Zoo API: High-Frequency Trading (HFT)

The xinfer::zoo::hft module provides an ultra-low-latency, "zero-overhead" solution for executing AI-driven trading strategies.

This is the most specialized module in the xInfer ecosystem. It is designed for a single purpose: to provide the fastest possible path from market data to a trading decision. In the world of HFT, performance is not measured in milliseconds; it is measured in microseconds and nanoseconds.

This module is not a general-purpose trading framework. It is a set of hyper-optimized inference engines designed to be integrated into a sophisticated, co-located C++ trading system.

!!! danger "Extreme Performance, Expert Use" The classes in this module make critical trade-offs for speed. They bypass many standard software abstractions and assume they are being run in a dedicated, real-time environment. They are intended for expert users with a deep understanding of low-latency systems.

`OrderExecutionPolicy`

Executes a trained Reinforcement Learning (RL) policy for optimal trade execution.
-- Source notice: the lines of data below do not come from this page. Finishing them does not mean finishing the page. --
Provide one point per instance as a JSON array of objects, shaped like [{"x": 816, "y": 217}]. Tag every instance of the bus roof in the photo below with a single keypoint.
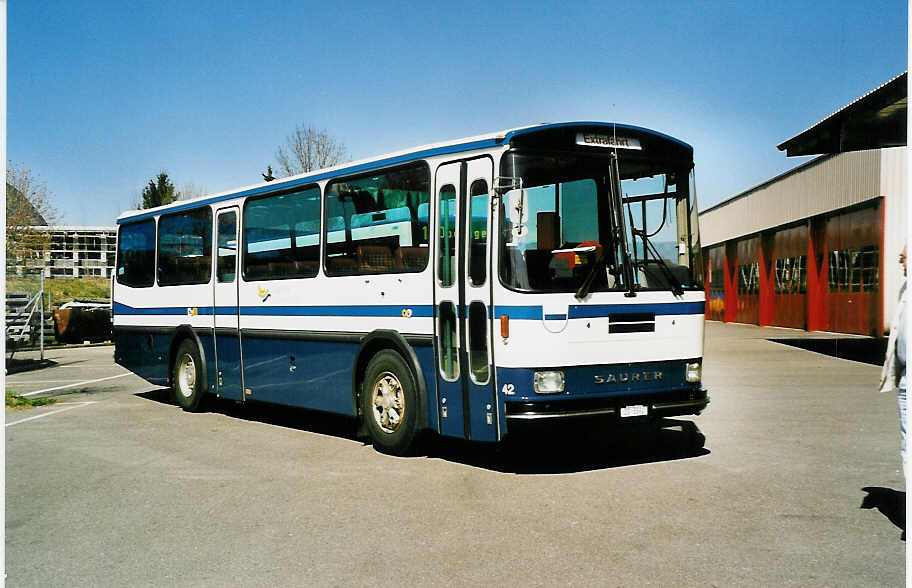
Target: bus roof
[{"x": 363, "y": 165}]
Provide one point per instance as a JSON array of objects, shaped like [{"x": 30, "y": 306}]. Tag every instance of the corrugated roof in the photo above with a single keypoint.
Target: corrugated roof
[{"x": 896, "y": 85}]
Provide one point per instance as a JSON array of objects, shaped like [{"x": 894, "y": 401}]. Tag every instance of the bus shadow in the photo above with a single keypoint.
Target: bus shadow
[
  {"x": 290, "y": 417},
  {"x": 552, "y": 449},
  {"x": 862, "y": 349},
  {"x": 577, "y": 448}
]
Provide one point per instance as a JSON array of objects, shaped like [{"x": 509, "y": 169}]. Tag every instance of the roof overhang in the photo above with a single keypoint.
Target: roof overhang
[{"x": 875, "y": 120}]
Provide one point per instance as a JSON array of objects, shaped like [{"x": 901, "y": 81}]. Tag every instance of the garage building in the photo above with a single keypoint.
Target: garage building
[{"x": 816, "y": 247}]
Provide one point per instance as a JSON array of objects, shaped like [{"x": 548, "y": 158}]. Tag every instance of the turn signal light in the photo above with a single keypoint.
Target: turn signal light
[{"x": 694, "y": 372}]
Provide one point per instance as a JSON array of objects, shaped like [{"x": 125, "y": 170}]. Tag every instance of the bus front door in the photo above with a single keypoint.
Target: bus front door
[
  {"x": 229, "y": 376},
  {"x": 467, "y": 404}
]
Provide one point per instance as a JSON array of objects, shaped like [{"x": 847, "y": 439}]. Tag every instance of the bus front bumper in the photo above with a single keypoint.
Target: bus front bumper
[{"x": 661, "y": 405}]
Header: #include <xinfer/zoo/hft/order_execution_policy.h>

Use Case: Minimizing Market Impact

A major challenge in algorithmic trading is executing a large order (e.g., selling 1 million shares of a stock) without causing the price to move against you. An RL agent can be trained in a market simulator to learn an optimal "scheduling" policy—breaking the large order into many small "child" orders and placing them over time to minimize impact.

The OrderExecutionPolicy is the hyper-optimized engine for running this learned policy in a live market.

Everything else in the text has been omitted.